Le label australien de musique expérimentale Black Truffle Records, créé en 2009 par Oren Ambarchi, vient de publier deux documents d’archives inédits de deux éminences de la musique classique vocale indienne, les frères DAGAR. Nous parlons ici de ceux que l’on nomme parfois les « aînés » DAGAR, à savoir Moinuddin et Aminuddin, pour les distinguer de leurs frères cadets, Zahiruddin et Faiyazuddin DAGAR (dont l’héritage est depuis transmis par le fils du second, Wasifuddin DAGAR). Si les cadets sont relativement bien représentés sur disques, Moinuddin et Aminuddin DAGAR ne le sont que par quelques enregistrements plus rares et difficilement trouvables.
Comme le savent bien les spécialistes, la dynastie DAGAR a maintenu le style dhrupad dans sa pureté originelle durant dix-neuf générations. Moinuddin et Aminuddin DAGAR ont perpétué et enrichi le dhrupad dans les années qui ont suivi l’indépendance de l’Inde en 1947, alors que les cours royales qui avaient traditionnellement parrainé les musiciens de dhrupad avaient été abolies.

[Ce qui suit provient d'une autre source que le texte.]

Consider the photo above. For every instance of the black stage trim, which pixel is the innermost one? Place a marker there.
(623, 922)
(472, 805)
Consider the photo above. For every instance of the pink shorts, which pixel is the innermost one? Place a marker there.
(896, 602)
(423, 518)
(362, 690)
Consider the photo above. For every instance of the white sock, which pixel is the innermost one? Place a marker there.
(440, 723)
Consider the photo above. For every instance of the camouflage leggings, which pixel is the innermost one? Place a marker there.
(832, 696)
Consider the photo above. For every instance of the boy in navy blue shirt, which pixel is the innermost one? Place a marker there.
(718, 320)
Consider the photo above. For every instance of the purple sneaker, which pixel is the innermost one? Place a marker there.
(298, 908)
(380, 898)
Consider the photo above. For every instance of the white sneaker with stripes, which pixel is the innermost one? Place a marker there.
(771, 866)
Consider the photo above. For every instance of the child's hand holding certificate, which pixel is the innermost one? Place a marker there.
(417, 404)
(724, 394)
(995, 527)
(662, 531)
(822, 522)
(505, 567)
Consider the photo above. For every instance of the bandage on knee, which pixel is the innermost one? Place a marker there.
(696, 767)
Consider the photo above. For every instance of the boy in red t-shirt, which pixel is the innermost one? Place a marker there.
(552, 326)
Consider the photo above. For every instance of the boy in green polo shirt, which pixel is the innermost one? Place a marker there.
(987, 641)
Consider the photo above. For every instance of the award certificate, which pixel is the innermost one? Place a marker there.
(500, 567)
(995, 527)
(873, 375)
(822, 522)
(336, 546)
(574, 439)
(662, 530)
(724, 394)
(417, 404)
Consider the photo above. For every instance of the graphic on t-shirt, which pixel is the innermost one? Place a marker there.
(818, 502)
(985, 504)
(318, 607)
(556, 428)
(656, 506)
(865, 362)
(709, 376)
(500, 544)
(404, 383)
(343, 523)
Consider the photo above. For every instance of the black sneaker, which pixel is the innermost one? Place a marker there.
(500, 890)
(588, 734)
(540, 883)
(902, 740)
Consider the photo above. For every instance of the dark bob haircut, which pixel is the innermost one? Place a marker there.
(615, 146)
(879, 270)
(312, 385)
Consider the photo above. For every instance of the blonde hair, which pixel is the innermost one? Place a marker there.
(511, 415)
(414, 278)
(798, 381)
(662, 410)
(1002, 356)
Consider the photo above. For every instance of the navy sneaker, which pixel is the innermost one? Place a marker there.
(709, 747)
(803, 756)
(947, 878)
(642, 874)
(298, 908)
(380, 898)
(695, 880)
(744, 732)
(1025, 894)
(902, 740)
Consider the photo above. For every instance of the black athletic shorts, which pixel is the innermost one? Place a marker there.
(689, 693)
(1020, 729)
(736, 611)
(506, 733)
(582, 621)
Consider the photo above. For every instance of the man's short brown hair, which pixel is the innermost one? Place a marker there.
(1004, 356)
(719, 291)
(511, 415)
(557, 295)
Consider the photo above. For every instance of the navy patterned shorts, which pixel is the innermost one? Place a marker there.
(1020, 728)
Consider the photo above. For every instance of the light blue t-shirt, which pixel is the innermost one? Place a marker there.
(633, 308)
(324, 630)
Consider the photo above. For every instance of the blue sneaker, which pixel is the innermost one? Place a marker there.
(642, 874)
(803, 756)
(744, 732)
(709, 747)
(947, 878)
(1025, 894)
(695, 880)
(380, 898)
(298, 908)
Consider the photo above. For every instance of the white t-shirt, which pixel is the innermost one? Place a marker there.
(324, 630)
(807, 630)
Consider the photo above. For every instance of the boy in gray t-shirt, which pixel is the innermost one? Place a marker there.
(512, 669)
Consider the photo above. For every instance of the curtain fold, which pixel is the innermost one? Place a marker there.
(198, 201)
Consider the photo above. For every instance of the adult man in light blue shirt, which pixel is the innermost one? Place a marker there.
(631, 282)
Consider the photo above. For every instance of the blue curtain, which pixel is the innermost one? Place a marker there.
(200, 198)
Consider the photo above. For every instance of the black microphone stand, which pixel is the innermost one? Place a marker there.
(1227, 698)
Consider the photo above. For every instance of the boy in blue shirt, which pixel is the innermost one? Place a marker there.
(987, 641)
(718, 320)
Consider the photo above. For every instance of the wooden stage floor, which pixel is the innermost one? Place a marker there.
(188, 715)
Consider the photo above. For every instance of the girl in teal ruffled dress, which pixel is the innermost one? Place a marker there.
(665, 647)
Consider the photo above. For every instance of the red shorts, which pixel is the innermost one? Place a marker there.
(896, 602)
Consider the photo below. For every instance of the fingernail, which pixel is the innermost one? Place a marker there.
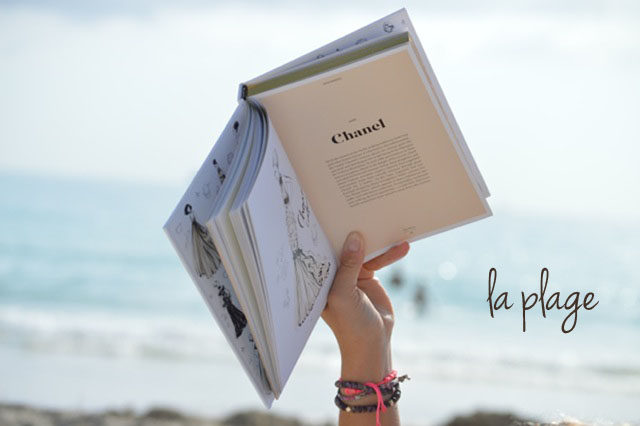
(354, 242)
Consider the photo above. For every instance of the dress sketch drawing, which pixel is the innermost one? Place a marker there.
(310, 270)
(207, 262)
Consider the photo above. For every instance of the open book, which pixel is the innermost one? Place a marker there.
(356, 135)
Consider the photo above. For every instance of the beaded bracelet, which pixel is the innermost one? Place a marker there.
(345, 395)
(352, 391)
(368, 408)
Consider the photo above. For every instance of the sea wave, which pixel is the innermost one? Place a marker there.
(105, 334)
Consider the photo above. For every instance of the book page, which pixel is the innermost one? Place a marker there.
(295, 256)
(190, 238)
(374, 152)
(394, 22)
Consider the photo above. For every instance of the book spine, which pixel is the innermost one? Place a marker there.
(242, 91)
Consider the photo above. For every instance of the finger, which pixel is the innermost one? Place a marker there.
(376, 293)
(350, 264)
(392, 255)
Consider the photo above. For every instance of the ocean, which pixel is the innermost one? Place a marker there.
(97, 312)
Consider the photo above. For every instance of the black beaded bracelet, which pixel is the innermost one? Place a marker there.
(395, 396)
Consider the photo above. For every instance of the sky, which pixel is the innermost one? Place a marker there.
(546, 93)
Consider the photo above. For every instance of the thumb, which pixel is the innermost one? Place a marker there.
(350, 263)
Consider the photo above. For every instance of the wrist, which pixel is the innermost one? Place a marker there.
(366, 365)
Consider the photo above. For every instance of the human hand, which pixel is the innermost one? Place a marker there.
(360, 313)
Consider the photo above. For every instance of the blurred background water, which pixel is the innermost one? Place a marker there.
(90, 288)
(107, 109)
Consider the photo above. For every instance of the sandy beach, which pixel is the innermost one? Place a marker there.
(23, 415)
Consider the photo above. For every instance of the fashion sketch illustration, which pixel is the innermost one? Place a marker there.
(207, 262)
(311, 271)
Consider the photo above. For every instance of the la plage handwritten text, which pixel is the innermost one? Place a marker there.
(572, 303)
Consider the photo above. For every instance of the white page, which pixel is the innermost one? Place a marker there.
(398, 21)
(296, 257)
(393, 23)
(216, 290)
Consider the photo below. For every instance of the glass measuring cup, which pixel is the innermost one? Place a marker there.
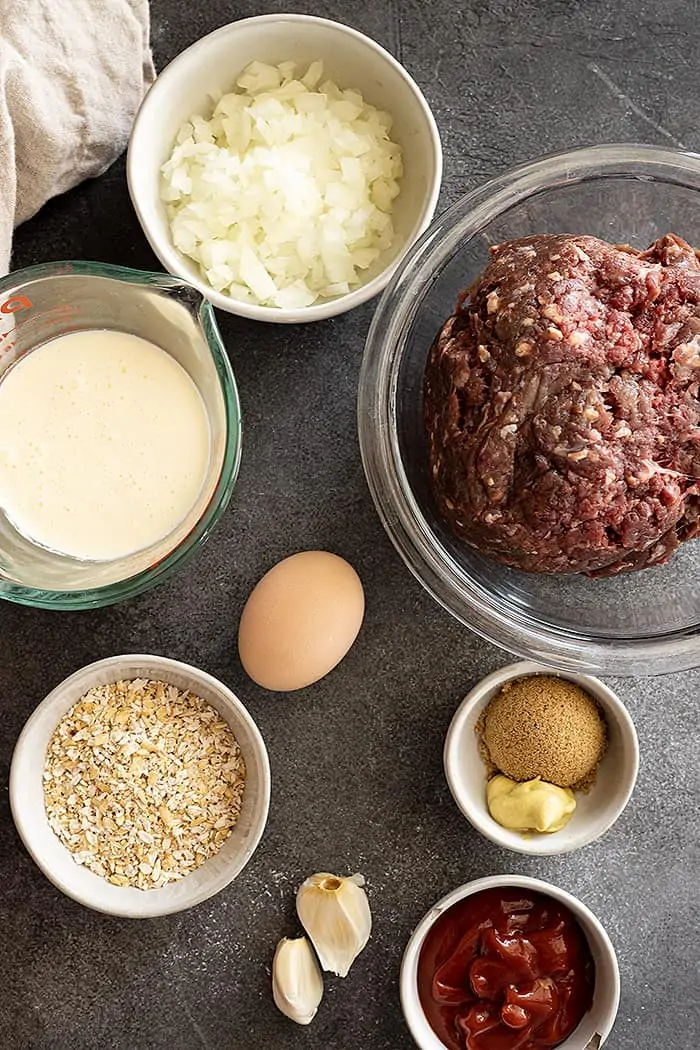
(45, 301)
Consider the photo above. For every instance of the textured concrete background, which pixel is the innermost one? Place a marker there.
(356, 759)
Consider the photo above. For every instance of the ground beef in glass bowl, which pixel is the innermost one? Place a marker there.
(614, 622)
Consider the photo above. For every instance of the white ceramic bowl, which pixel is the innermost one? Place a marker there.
(27, 799)
(352, 60)
(595, 812)
(598, 1020)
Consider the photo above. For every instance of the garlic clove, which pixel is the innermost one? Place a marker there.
(335, 912)
(297, 985)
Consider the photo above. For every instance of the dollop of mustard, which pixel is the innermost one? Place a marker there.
(530, 805)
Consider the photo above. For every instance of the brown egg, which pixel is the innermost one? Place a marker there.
(300, 621)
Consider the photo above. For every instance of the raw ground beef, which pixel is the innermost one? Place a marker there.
(563, 405)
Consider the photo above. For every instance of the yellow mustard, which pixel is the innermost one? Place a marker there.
(530, 805)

Remontant jusqu’aux âges védiques, l’art du dhrupad est considéré comme la forme originelle de la musique classique indienne, la source même de la formation des musiciens indiens, quel que soit le style qu’ils pratiquent. Véritable science musicale des sons, le dhrupad se concentre sur la note proprement dite, sur la qualité de son émission et sur sa force expressive ; c’est un art sacré par excellence.
De nombreux auditeurs occidentaux ont découvert le dhrupad grâce à la tournée que les frères Dagar ont effectué en Europe (à Berlin, Paris et Venise) en 1964-1965 sous l’égide de l’indianiste et musicologue réputé Alain Daniélou. Les enregistrements publiés par Black Truffle proviennent du séjour des frères DAGAR à Berlin en 1964, soit deux ans avant la disparition d’Aminuddin DAGAR.
Paru en support LP, Berlin 1964 – The Lost Studio Recording présente deux performances inédites, le raga Malkauns et le raga Jaijaivanti (incomplet en dépit de ses 24 minutes), qui s’étendent chacune sur une face, dans une fidélité cristalline, enregistrées à l’Institut international d’études comparatives et de documentation de Berlin, dirigé par Alain Daniélou.
L’autre disque, Berlin Live 1964, documente une partie du concert qui s’est tenu au palais de Charlottenburg en septembre 1964, et les frères DAGAR y présentent des interprétations époustouflantes de deux ragas, Miyãn ki Todi et Gaud Sãrang. Les durées de ces deux ragas (38 minutes pour le premier, 27 pour le second) nécessitait donc une parution au format CD.
C’est donc sur deux supports distincts que paraissent ces documents, chacun avec un contenu différent. Ils constituent un événement pour tout amateur de musique savante indienne.